Musik Review: Unknown Mortal Orchestra - Multi-Love

Ein extrem stimmiges Durcheinander

Ruban Nielson hat mit der dritten LP unter dem Namen des Unknown Mortal Orchestra ein buntes Sammelsurium bestehend aus Psych-Pop, Funk, Soul und R'n'B geschaffen, das sich anfühlt wie ein richtig gutes 70ies-Mixtape. Was aber nicht heißen soll, dass es hier nichts Neues zu hören gibt. Angefangen mit der Produktion, die eine klare Weiterentwicklung zum Lo-Fi Sound  der zwei Vorgängeralben darstellt. Jeder Song strotzt nur so vor kleiner Details, die man bei wiederholtem Hören nach und nach entdeckt. So ist die funkige Single "Can't Keep Checking My Phone" gerade zu ein musikalisches Wimmelbild.

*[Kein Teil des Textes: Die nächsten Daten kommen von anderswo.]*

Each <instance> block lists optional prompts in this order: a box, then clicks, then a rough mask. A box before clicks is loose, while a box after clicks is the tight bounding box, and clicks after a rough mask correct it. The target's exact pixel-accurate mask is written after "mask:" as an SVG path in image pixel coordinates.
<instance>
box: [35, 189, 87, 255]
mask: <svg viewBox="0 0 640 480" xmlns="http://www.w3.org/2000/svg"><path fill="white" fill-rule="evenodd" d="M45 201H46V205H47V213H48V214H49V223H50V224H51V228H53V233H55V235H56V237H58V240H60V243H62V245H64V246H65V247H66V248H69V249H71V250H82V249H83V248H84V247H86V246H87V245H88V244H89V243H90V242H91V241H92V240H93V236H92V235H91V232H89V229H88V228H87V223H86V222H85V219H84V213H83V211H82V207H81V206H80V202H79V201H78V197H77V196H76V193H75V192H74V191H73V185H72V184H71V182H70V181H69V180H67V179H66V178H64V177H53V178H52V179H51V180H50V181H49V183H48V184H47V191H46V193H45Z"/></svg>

Während die früheren LPs des gebürtigen Neuseeländers eher nüchtern instrumentiert waren, findet sich hier eine Vielfalt von unterschiedlichsten Synthesizern und ausgefallenen Gitarren- und Vocaleffekten, die mal altmodisch, mal modern klingen, aber immer perfekt passen. Diese Eigenschaft trifft im Grunde auf das ganze Album zu: jeder Song ist genau an der richtigen Stelle der Tracklist, und in den Songs hat man, wenn man genau hinhört, das Gefühl, dass jeder Teil des Chaos mit Absicht platziert wurde. So wird man zum Beispiel auf dem Song "Stage Or Screen", der ein bisschen unterzugehen droht, zum Schluss doch noch von einer absolut abrupt auftauchenden psychedelischen Soundlandschaft überrascht, und das vergleichsweise lange "Extreme Wealth And Casual Cruelty" klingt viel kürzer, weil es zuerst von einem Saxophon-Solo(!) und dann von einem, im Vergleich dazu geradezu normal klingenden, stark verzerrten Gitarrensolo unterbrochen wird. 

Alles in allem ist dieses Album allen zu empfehlen, die nach ein  bisschen Abwechslung im Indie-Sumpf suchen, denn Abwechslung bietet Multi-Love, trotz seiner gerade mal 9 Tracks, auf jeden Fall.